## Inflation Trends: A Gentle Nudge
Ah, inflation—a topic as riveting as an English cup of tea, and every bit as essential. The esteemed Bureau of Labor Statistics [announced](https://www.bls.gov/news.release/cpi.nr0.htm) an uptick in the Consumer Price Index (CPI). It rose by 0.3 percent in November, marking a 2.7 percent increase over the year. This is a modest yet notable bump from September’s 2.4 percent and October’s 2.6 percent. It’s crucial, don’t you think?
### Shelter Prices: A Bit of a Sticky Wicket
Interestingly, these changes seem to be driven largely by shelter prices. The index for shelter saw a rise of 0.3 percent in November, accounting for nearly 40 percent of the overall monthly increase. [The Daily Economy](https://thedailyeconomy.org/article/dont-dread-dwindling-disinflation/) suggests that such price hikes in shelter, typically, follow price increases for other goods and services. This is a silver lining of sorts, as shelter influences the CPI quite heavily.
### A Closer Look at Core CPI
Core CPI, excluding those notoriously fickle food and energy prices, seems to remain steady. Again, a 0.3 percent rise in November, mirroring September and October. The year-over-year growth remains rooted at 3.3 percent. Now, isn’t stability a comforting trait, at least in this context?
### CPI and Shelter: The Intricate Dance
From February 2021 until November 2022, the overall CPI outpaced its shelter component. Shelter growth peaked at a rather robust 8.2 percent in March 2023 but has been declining since. Yet, its rate of decrease has moderated, staying above the overall CPI growth. Shelter, remember, weighs quite a lot in the CPI—about [one-third](https://www.brookings.edu/articles/how-does-the-consumer-price-index-account-for-the-cost-of-housing/). This highlights why variations in shelter prices are terrifically significant.
## The Monetary Policy Landscape
### Fed Funds Rate and Real Interest
Turning to monetary policy, the target range for the federal funds rate currently sits around 4.50 to 4.75 percent. Once adjusted for inflation, this gives us a real rate of 1.80 to 2.05 percent. Quite comparing notes, really. The [natural rate of interest](https://www.newyorkfed.org/research/policy/rstar), the inflation-adjusted rate that policy usually aligns with, was likely between 0.77 and 1.26 percent in Q3:2024. Thus, monetary policy remains tight, though less so than in months past.
### Walking the Tightrope with Money Supply
Monetary data indeed sketches a similar narrative. The M2 measure, famed for quantifying the money supply, [grew](https://fred.stlouisfed.org/series/WM2NS#0) by roughly 3.7 percent over the last year.
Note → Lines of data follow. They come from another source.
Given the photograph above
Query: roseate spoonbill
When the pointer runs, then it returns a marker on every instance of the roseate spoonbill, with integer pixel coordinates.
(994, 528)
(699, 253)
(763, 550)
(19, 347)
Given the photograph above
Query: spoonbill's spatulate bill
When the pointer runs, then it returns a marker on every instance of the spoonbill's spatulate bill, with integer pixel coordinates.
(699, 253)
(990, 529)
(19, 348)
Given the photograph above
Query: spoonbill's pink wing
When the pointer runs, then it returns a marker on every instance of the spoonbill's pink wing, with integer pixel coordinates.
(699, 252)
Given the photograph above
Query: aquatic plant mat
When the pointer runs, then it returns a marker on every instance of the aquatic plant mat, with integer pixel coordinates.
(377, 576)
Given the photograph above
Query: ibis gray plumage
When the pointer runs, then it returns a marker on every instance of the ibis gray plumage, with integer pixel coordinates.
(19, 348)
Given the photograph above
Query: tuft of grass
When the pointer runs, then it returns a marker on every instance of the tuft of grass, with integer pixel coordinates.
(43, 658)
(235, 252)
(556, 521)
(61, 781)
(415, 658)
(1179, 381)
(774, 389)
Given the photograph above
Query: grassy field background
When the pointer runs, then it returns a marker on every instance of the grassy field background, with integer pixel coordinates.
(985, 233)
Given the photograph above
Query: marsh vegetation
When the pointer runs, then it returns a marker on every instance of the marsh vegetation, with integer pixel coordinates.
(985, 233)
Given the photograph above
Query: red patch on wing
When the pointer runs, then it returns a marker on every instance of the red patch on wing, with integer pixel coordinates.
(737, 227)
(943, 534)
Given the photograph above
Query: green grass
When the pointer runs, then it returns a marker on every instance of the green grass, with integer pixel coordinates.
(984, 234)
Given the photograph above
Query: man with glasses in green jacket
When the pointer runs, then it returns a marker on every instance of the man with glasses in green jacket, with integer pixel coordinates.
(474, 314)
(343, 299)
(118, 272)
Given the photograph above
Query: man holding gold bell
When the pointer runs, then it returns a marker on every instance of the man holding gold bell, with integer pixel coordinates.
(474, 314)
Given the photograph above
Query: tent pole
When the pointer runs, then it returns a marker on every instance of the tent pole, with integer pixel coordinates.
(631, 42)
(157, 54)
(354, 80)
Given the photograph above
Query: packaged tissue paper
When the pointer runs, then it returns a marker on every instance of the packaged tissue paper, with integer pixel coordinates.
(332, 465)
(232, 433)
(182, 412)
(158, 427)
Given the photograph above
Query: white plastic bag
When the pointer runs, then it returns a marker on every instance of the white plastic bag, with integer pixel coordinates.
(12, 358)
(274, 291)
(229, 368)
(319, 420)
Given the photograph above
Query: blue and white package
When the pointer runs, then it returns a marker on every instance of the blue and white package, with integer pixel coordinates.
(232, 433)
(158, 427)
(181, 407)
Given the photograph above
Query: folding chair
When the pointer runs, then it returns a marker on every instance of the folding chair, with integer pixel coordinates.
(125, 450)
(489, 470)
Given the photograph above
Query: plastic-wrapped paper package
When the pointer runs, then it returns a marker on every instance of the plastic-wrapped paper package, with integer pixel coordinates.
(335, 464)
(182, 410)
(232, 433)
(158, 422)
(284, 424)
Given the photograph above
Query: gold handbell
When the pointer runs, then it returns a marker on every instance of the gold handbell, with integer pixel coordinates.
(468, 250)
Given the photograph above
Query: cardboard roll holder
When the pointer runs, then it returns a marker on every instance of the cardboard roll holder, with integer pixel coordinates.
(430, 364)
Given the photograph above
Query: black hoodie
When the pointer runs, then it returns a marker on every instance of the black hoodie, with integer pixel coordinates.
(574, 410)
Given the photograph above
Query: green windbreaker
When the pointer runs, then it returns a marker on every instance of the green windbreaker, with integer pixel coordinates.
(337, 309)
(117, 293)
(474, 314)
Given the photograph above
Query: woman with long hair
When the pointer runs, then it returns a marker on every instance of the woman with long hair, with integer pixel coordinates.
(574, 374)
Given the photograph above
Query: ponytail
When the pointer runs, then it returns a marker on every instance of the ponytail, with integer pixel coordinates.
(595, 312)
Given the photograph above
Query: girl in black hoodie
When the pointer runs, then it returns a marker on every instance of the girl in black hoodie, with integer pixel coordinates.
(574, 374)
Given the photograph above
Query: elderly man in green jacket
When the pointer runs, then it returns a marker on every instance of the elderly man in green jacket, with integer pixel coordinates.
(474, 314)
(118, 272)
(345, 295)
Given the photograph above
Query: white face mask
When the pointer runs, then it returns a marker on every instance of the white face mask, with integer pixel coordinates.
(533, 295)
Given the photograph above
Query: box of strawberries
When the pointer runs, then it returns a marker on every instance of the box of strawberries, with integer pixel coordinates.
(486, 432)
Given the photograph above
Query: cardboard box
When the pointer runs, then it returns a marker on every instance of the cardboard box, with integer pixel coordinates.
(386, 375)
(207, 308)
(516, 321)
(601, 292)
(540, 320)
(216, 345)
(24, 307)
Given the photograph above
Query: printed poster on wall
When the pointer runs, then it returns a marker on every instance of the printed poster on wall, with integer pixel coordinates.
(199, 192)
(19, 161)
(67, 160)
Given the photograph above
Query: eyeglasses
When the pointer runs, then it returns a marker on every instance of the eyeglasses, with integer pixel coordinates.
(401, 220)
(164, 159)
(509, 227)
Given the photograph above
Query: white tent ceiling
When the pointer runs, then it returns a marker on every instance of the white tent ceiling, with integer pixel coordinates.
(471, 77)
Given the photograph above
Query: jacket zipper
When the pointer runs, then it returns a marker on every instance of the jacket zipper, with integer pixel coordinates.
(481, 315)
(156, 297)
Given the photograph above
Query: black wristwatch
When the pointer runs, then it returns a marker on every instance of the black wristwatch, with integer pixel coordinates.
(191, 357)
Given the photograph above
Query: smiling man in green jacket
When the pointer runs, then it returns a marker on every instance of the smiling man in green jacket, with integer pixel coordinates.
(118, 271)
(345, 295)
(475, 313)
Meanwhile, broader aggregates, accounting for liquidity, [grew](https://centerforfinancialstability.org/amfm_data.php) between 2.64 and 2.97 percent. However, money supply growth doesn’t scream “loose money.” We need to compare it with money demand.
### Calculated Estimations
Estimating money demand involves considering population growth plus real GDP growth. The latest data shows the US population growing at about 0.5 percent per year, whilst real GDP grows at 2.7 percent annually. Summed up, that’s 3.2 percent, which surpasses all monetary aggregate levels. This points towards moderately tight money, wouldn’t you agree?
### Future’s Forecast: Awaiting the FOMC
Looking ahead, the Federal Open Market Committee (FOMC) is slated to [convene](https://www.federalreserve.gov/monetarypolicy/fomccalendars.htm) on December 17-18. Cutting rates shouldn’t be on the agenda. We’ve practically enough data suggesting a potential, albeit hopefully temporary, stall in disinflation. Further easing of monetary policy remains inappropriate. Instead, maintaining the current rate target of 4.50 to 4.75 percent seems wiser, possibly preparing for a rate hike early next year if warranted by subsequent data indicating a setback in reaching 2 percent inflation.
And there we have it: a rather charming outlook on inflationary tales from the monetary quarters.